For the month of February, the UMF New Commons Project is exhibiting their selection of rapper Kendrick Lamar’s 2017 album DAMN. as an essential work both to the students on campus and to the populace of Maine as a whole.

   The goal of the project according to its director UMF English professor Kristen Case is twofold. “The first,” Case said, “is we wanted to talk to people all around the state about cultural works… that they care about and hear about why they think they’re important.” Works included paintings, albums, movies, books, etc., and overall there were 160 submissions.

   “Another really important part of it,” Case continued, “is [helping] articulating some ideas about why the humanities matter.” These works all came from either UMF students or from folks all around the state, with the goal of creating both the sense of a cultural commons in the state as well as promoting the importance of the humanities.

   The album’s nomination, a video sent in by Kara Chandler of Oakland, made the case for why the album should be selected by the project. “As popular as Lamar is,” Chandler explains, “I feel like he doesn’t get the correct amount of recognition for the content of his songs that he deserves—especially for the songs on this album that target relevant topics in today’s society such as racial bias, poverty and police brutality.”

   Chandler describes the album’s first eight tracks, starting with the opening spoken word piece called, “BLOOD.,” and ending with the album’s lead single, “HUMBLE.” The songs cover a wide selection of social issues that Chandler goes through, including being black and famous (“YAH.”), poverty (‘FEEL.”), loyalty (“LOYALTY.”), and the notion that he’s the same on the inside as everyone else regardless of his skin color (“DNA.”).

   On selecting the album, Case said that Chandler’s video made a really convincing argument. “She basically talked about the impact it had on her as a high school student to be hearing this music,” Case said. “Many of us just felt moved by that argument and actually persuaded by it.”

   She went on to say that she and the others on the committee of faculty, students, community members and many others felt that this was an important experience for a high school student in a “rural, mostly white community” to have.

   The project’s assistant director, UMF postdoctoral fellow of Digital and Public Humanities Stephen Grandchamp, said in an email interview, “The original nomination video was particularly powerful in explaining how the album inspires today’s youth to become politically engaged.
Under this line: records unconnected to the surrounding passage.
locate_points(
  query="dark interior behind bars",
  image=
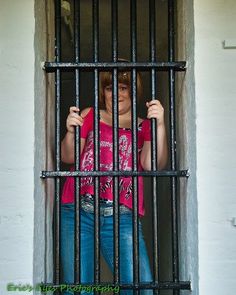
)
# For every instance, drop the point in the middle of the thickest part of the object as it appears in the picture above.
(143, 33)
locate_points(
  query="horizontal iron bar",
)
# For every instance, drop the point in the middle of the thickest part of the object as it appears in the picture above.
(183, 285)
(144, 66)
(163, 173)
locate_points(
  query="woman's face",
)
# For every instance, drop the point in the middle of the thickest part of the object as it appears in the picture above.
(123, 98)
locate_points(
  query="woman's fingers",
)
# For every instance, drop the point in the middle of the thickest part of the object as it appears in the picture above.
(74, 119)
(155, 110)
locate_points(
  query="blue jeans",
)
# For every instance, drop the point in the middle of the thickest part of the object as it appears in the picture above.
(106, 246)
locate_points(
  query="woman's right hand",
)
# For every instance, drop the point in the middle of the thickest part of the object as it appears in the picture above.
(73, 119)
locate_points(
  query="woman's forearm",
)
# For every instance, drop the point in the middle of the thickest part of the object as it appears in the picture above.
(67, 148)
(162, 150)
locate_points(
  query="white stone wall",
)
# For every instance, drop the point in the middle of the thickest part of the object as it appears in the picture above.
(215, 82)
(17, 142)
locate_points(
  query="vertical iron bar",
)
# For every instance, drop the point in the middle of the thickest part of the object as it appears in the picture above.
(57, 143)
(152, 23)
(115, 118)
(133, 11)
(96, 142)
(77, 142)
(171, 55)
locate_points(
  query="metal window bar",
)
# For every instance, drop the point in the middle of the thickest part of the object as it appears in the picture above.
(56, 242)
(96, 144)
(77, 269)
(171, 55)
(133, 33)
(154, 158)
(115, 119)
(171, 66)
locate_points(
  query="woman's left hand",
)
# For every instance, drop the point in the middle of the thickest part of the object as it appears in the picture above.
(155, 110)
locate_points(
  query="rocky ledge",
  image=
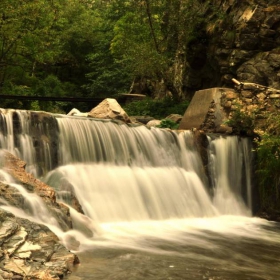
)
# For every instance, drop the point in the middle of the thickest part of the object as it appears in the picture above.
(29, 250)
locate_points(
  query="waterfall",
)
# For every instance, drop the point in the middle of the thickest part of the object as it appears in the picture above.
(130, 174)
(229, 157)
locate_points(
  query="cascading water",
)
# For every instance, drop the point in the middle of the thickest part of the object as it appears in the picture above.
(150, 211)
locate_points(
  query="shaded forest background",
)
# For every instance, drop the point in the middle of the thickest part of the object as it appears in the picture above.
(101, 48)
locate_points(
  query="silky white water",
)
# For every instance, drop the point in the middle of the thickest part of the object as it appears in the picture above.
(150, 211)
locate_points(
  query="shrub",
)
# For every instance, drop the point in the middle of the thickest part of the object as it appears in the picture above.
(167, 123)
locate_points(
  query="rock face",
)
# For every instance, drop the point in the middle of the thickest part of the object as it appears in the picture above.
(205, 111)
(29, 250)
(15, 167)
(109, 108)
(210, 110)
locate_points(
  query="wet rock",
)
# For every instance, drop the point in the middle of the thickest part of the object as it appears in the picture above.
(175, 118)
(31, 251)
(153, 123)
(16, 168)
(109, 108)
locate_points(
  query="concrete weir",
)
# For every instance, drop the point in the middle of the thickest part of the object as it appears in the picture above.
(205, 110)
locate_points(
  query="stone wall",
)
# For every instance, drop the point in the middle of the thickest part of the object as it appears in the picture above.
(253, 101)
(213, 110)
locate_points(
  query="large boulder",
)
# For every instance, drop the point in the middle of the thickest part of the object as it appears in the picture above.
(31, 251)
(16, 168)
(109, 108)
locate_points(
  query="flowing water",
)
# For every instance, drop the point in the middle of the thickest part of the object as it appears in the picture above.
(150, 211)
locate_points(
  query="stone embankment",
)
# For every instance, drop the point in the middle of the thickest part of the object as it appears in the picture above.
(214, 110)
(30, 250)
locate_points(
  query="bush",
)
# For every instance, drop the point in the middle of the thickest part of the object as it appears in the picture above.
(166, 123)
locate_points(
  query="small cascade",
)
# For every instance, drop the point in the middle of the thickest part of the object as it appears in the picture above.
(122, 193)
(26, 135)
(121, 173)
(124, 174)
(86, 140)
(15, 137)
(228, 158)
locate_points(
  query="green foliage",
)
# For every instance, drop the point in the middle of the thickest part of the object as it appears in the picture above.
(156, 108)
(268, 168)
(268, 152)
(167, 123)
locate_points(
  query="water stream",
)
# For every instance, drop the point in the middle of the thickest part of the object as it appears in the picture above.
(150, 212)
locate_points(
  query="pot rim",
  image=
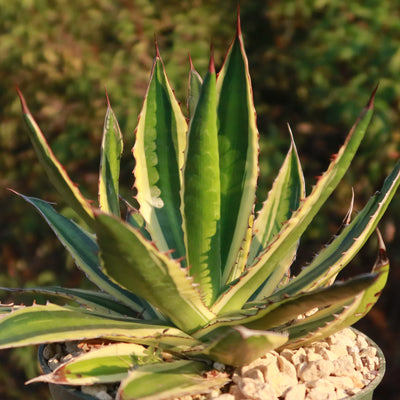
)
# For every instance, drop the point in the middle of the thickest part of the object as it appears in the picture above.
(359, 395)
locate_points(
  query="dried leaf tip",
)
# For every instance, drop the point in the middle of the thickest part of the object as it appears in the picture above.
(191, 62)
(370, 104)
(24, 106)
(107, 98)
(238, 24)
(156, 47)
(211, 67)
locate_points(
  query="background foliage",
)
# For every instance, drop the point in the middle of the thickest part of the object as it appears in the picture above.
(313, 63)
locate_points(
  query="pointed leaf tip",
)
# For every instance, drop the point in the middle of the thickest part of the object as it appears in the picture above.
(156, 46)
(24, 106)
(191, 62)
(370, 104)
(238, 24)
(211, 67)
(107, 98)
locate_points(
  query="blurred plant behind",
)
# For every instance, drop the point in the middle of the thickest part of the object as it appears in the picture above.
(313, 64)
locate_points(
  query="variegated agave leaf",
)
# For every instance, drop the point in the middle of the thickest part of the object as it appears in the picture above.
(187, 268)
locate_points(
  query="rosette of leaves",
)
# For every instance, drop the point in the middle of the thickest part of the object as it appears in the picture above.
(194, 275)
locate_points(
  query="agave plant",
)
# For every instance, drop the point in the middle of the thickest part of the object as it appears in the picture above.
(193, 271)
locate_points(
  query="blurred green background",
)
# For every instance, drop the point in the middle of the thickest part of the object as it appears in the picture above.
(314, 64)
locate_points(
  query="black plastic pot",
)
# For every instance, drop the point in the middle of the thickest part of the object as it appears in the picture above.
(60, 392)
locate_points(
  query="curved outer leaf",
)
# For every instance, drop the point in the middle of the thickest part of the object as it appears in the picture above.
(238, 294)
(349, 314)
(108, 364)
(195, 83)
(98, 302)
(168, 380)
(111, 150)
(137, 265)
(55, 171)
(201, 193)
(342, 249)
(238, 152)
(84, 249)
(239, 345)
(158, 151)
(283, 199)
(51, 323)
(279, 309)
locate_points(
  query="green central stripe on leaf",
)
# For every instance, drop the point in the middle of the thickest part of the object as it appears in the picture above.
(201, 193)
(238, 153)
(158, 151)
(138, 266)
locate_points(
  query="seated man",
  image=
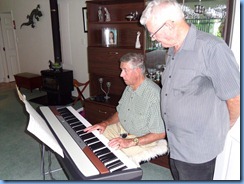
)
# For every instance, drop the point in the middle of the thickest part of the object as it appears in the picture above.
(137, 125)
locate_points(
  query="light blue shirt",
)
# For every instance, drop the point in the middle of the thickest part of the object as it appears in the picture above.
(197, 81)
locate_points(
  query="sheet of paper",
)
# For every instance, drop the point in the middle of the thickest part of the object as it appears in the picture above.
(38, 127)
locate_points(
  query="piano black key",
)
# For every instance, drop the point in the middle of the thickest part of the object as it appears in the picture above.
(75, 124)
(87, 136)
(90, 141)
(97, 146)
(114, 166)
(118, 169)
(81, 132)
(102, 152)
(78, 128)
(74, 120)
(108, 157)
(113, 163)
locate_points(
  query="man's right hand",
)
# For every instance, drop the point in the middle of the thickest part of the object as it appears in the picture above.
(100, 127)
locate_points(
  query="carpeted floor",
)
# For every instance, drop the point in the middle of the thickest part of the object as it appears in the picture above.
(20, 154)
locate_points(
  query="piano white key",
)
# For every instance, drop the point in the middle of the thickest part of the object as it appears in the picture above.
(118, 153)
(76, 154)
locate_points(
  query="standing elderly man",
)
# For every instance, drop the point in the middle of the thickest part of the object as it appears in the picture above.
(137, 124)
(200, 97)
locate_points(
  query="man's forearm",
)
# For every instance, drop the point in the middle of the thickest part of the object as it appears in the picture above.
(233, 105)
(149, 138)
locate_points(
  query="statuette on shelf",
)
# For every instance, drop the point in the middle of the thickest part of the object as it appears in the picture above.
(132, 16)
(108, 84)
(138, 44)
(100, 14)
(107, 15)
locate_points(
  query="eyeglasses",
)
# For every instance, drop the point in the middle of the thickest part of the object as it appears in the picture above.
(152, 35)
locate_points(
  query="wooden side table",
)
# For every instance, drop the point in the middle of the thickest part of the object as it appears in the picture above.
(28, 80)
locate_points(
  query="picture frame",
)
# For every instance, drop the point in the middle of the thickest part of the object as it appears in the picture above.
(84, 13)
(109, 36)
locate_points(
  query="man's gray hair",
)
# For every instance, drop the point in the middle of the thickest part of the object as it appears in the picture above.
(174, 15)
(136, 60)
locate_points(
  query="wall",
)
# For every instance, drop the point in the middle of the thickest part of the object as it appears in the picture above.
(74, 51)
(34, 45)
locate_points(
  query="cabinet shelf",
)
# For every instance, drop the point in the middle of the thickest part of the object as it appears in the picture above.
(115, 22)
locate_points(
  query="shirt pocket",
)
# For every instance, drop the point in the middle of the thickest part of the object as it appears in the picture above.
(183, 82)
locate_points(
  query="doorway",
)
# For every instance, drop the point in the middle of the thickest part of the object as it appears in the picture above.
(9, 60)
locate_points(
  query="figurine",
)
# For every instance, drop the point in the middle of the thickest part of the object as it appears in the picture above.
(100, 14)
(138, 44)
(107, 15)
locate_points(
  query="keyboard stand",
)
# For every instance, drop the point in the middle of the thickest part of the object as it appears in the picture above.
(43, 172)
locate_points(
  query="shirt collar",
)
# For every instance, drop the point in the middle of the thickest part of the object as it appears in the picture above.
(139, 91)
(190, 40)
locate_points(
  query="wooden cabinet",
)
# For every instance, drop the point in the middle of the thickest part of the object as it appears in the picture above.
(103, 59)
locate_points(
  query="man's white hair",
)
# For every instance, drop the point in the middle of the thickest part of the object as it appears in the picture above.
(171, 10)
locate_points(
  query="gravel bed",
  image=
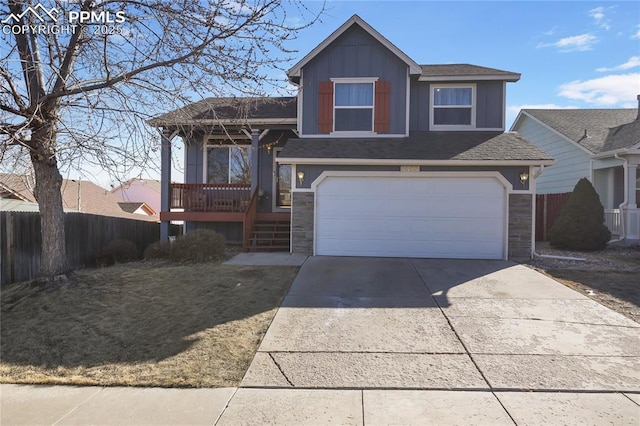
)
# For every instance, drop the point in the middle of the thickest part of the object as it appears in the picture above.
(615, 257)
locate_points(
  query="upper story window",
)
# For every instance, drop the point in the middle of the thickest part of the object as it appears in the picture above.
(452, 107)
(228, 164)
(353, 108)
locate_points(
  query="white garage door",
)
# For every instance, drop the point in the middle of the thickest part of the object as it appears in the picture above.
(442, 217)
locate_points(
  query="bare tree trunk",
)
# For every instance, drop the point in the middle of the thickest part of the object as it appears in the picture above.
(53, 260)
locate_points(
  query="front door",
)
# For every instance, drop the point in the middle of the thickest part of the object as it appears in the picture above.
(281, 184)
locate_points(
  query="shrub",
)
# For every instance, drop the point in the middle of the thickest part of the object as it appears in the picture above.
(201, 245)
(580, 225)
(117, 251)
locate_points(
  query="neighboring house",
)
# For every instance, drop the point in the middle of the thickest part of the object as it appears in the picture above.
(602, 145)
(137, 208)
(376, 156)
(77, 195)
(140, 190)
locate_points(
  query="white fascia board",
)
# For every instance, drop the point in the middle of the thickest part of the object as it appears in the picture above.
(620, 151)
(392, 162)
(353, 135)
(542, 123)
(505, 77)
(414, 68)
(227, 122)
(602, 155)
(403, 175)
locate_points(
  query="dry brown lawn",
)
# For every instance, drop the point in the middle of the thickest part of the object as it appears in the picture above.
(610, 276)
(140, 324)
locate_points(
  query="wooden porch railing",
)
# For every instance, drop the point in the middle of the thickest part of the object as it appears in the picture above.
(210, 197)
(249, 220)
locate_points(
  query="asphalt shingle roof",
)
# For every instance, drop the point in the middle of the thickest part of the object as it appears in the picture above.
(230, 109)
(595, 123)
(470, 146)
(461, 70)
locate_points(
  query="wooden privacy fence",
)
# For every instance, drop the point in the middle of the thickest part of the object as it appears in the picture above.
(548, 208)
(85, 236)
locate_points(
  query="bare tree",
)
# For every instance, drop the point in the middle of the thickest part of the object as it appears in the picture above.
(78, 79)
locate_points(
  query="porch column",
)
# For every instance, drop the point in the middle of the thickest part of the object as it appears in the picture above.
(165, 182)
(255, 155)
(631, 214)
(632, 175)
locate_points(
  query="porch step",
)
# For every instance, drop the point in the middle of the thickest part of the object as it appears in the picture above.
(270, 235)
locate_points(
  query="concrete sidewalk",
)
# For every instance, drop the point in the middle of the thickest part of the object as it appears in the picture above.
(397, 341)
(64, 405)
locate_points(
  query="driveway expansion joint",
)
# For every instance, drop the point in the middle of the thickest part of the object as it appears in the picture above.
(280, 369)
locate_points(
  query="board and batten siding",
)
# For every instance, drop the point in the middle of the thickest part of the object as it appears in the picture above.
(489, 105)
(572, 161)
(355, 54)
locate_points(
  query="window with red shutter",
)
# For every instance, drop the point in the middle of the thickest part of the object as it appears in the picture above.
(354, 105)
(383, 93)
(325, 107)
More than that, DAMN. is a fantastic example from an important contemporary artistic genre (hip hop) that is meaningful to our community.”

   Grandchamp also said of the entire project, “One of the aspects of the New Commons Project I love most is how it opens a discussion of artistic works among various populations in our community… Many of the most rewarding moments have been when these groups—students, faculty, community members, etc.—articulate why they believe a work, genre, or author is particularly important to them.”